L'Opinion Maroc - Actuali
Consulter
GRATUITEMENT
notre journal
facebook
twitter
youtube
linkedin
instagram
search



Actu Maroc

Standard Chartered table sur une croissance de 4,5 % au Maroc en 2026, en dépit d’un environnement mondial contraint


Rédigé par L'Opinion Mardi 6 Janvier 2026

Dans un contexte international marqué par l’essoufflement des échanges, la persistance des tensions géopolitiques et la normalisation progressive des politiques monétaires, le Maroc aborde l’année 2026 avec des perspectives économiques jugées globalement solides.



C’est ce qui ressort du rapport annuel Global Focus 2026 de Standard Chartered Global Research, consacré aux grandes tendances appelées à structurer l’évolution des économies mondiales et émergentes, dont celle du Royaume.
 
Selon cette étude, la croissance mondiale devrait avoisiner 3,4 % en 2026, soutenue principalement par l’investissement et la résistance de la demande intérieure dans plusieurs zones. Un environnement encore contrasté, mais qui laisse entrevoir des opportunités pour des économies comme le Maroc, dont la trajectoire demeure étroitement corrélée à la conjoncture internationale, aux flux d’investissements et aux conditions financières globales.
 
Dans ce cadre, Standard Chartered anticipe une croissance de 4,5 % pour le Maroc en 2026, après une performance estimée à 4,8 % en 2025, la plus élevée enregistrée depuis la crise sanitaire. Cette dynamique serait essentiellement portée par les secteurs non agricoles, en particulier les services et l’industrie, bénéficiant à la fois de la reprise de l’activité et de l’accélération des investissements publics et privés.
 
Le rapport met en exergue l’effet d’entraînement des grands projets d’infrastructures, notamment ceux liés aux préparatifs de la Coupe du monde 2030, qui soutiennent la demande intérieure et renforcent l’attractivité économique du pays. À cela s’ajoutent une désinflation progressive, favorable au pouvoir d’achat des ménages, ainsi que la solidité des recettes touristiques et des transferts des Marocains résidant à l’étranger, deux piliers clés de la stabilité macroéconomique.
 
Standard Chartered souligne toutefois plusieurs zones de vigilance. Le déficit pluviométrique observé en début de campagne agricole pèse sur les perspectives du secteur, historiquement déterminant pour la croissance et l’emploi. Par ailleurs, le déficit du compte courant devrait s’élargir à 2,5 % du PIB, en lien avec la hausse attendue des importations de biens d’équipement, conséquence directe de l’intensification de l’investissement.
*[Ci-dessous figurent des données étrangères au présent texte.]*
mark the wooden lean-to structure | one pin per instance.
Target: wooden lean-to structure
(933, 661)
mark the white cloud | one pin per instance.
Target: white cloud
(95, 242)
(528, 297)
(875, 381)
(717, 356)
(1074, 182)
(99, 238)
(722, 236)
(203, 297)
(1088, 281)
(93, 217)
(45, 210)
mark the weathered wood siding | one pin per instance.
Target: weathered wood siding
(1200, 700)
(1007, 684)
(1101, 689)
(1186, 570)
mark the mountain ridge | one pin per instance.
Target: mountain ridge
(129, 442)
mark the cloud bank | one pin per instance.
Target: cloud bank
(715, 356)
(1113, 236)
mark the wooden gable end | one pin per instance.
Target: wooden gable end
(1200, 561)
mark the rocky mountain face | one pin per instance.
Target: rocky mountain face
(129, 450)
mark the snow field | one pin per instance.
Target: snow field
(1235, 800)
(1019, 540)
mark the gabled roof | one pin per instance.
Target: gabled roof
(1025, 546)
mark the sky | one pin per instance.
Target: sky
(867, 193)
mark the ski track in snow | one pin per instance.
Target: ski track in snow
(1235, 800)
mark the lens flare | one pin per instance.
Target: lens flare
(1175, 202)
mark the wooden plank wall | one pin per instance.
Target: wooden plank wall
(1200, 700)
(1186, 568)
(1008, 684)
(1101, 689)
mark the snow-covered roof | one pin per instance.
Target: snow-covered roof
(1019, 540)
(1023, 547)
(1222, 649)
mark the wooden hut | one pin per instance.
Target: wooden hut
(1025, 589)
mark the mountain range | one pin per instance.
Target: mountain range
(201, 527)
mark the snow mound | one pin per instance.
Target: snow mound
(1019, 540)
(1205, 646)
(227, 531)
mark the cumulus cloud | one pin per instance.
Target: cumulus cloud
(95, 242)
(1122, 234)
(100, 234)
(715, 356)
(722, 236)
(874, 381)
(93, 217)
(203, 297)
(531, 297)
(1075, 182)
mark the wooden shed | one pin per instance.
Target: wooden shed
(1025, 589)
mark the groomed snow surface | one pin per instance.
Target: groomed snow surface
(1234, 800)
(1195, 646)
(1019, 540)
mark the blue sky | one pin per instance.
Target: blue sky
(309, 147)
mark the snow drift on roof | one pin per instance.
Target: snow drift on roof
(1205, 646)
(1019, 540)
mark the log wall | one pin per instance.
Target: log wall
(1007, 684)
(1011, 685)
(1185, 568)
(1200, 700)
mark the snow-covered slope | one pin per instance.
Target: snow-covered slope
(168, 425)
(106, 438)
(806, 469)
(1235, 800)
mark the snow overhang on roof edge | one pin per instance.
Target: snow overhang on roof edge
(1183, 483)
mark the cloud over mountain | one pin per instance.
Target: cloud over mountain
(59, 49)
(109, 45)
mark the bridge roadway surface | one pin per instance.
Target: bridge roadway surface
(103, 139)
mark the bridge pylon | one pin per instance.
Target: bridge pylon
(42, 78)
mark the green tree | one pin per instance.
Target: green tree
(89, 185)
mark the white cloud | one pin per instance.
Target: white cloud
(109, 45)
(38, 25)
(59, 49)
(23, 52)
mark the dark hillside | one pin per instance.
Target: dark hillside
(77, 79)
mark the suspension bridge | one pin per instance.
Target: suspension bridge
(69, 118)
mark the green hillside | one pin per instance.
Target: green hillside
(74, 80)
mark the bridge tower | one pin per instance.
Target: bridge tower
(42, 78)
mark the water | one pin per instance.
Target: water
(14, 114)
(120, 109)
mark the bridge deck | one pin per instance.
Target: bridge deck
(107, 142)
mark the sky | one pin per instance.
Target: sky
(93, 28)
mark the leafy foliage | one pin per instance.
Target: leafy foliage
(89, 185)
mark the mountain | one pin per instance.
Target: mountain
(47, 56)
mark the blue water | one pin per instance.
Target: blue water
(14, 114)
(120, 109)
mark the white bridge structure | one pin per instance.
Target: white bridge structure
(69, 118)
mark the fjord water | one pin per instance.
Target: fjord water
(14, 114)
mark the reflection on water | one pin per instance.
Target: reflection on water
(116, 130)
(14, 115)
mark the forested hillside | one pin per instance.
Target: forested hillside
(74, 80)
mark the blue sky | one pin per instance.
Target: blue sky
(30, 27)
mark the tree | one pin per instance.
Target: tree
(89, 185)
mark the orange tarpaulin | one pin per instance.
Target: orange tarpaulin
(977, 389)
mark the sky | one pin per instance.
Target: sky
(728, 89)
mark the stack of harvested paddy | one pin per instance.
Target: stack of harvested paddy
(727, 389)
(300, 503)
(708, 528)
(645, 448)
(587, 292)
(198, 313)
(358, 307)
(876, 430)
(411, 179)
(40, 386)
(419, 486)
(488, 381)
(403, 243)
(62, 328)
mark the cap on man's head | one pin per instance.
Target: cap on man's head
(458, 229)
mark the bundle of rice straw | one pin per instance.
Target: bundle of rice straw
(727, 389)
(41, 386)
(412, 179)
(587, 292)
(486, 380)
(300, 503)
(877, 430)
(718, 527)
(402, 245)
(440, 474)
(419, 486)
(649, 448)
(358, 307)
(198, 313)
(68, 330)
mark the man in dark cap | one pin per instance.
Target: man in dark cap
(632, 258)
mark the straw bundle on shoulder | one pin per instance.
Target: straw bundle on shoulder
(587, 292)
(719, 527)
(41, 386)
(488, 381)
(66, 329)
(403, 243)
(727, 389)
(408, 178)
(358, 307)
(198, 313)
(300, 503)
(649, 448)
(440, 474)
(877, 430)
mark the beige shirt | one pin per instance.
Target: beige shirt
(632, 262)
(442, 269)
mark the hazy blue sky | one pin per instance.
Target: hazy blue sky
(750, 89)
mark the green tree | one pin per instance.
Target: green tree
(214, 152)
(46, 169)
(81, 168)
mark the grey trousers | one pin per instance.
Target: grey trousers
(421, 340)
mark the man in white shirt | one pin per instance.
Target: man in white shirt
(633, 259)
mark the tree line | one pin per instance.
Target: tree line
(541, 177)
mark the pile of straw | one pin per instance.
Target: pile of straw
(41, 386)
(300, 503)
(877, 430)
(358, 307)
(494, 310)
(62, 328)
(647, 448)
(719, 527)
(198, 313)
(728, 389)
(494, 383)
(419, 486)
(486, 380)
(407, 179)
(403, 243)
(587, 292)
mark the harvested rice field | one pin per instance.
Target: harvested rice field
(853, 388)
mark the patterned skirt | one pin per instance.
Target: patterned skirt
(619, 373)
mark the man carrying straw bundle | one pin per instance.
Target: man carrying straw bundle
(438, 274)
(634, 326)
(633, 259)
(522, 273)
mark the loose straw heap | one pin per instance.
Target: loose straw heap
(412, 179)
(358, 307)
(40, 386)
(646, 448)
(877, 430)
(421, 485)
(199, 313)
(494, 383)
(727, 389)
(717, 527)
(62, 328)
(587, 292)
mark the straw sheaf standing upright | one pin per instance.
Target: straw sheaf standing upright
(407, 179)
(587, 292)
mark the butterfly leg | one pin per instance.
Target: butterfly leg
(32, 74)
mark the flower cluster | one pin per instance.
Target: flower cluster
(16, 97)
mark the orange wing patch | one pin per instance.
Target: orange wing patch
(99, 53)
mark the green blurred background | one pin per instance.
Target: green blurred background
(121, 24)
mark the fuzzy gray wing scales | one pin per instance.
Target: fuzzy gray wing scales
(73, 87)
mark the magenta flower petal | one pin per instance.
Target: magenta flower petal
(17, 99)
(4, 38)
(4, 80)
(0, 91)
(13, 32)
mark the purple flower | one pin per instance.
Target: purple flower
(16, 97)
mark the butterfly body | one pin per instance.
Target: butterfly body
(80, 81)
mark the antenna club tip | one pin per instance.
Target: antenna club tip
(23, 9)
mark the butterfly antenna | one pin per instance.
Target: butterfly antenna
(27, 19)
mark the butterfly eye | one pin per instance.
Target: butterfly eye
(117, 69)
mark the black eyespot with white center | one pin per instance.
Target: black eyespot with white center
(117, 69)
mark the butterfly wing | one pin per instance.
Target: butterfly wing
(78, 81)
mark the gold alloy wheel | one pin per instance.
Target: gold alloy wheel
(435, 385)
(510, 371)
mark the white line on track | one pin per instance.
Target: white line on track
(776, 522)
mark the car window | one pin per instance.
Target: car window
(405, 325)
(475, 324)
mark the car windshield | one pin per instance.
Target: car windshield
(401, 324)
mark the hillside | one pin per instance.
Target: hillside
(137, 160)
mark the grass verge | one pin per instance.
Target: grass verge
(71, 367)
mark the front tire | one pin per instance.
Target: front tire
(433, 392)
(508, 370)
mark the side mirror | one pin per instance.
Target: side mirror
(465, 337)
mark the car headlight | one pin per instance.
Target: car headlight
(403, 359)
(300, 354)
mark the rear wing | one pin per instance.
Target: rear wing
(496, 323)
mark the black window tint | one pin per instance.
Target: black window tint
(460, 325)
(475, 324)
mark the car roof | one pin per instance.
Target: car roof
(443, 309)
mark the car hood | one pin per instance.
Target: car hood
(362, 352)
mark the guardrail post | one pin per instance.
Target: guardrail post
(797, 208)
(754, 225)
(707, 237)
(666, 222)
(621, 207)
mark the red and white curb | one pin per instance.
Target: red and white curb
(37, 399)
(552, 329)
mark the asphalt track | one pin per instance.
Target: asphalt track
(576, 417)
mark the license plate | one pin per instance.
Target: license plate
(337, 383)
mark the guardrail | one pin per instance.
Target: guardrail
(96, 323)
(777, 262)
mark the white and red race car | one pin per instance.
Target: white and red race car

Le rapport évoque également des risques sociaux susceptibles d’influer sur le rythme des réformes structurelles.
 
Ces contraintes ne remettent pas en cause, selon la banque, la robustesse des fondamentaux macroéconomiques du Royaume. L’exécutif poursuit une trajectoire de consolidation budgétaire, avec un objectif de déficit public ramené à 3 % du PIB en 2026. Sur le plan monétaire, Bank Al-Maghrib devrait maintenir son taux directeur à 2 %, tout en préparant une transition vers un régime de ciblage de l’inflation à l’horizon 2027, accompagnée d’une plus grande flexibilité du dirham.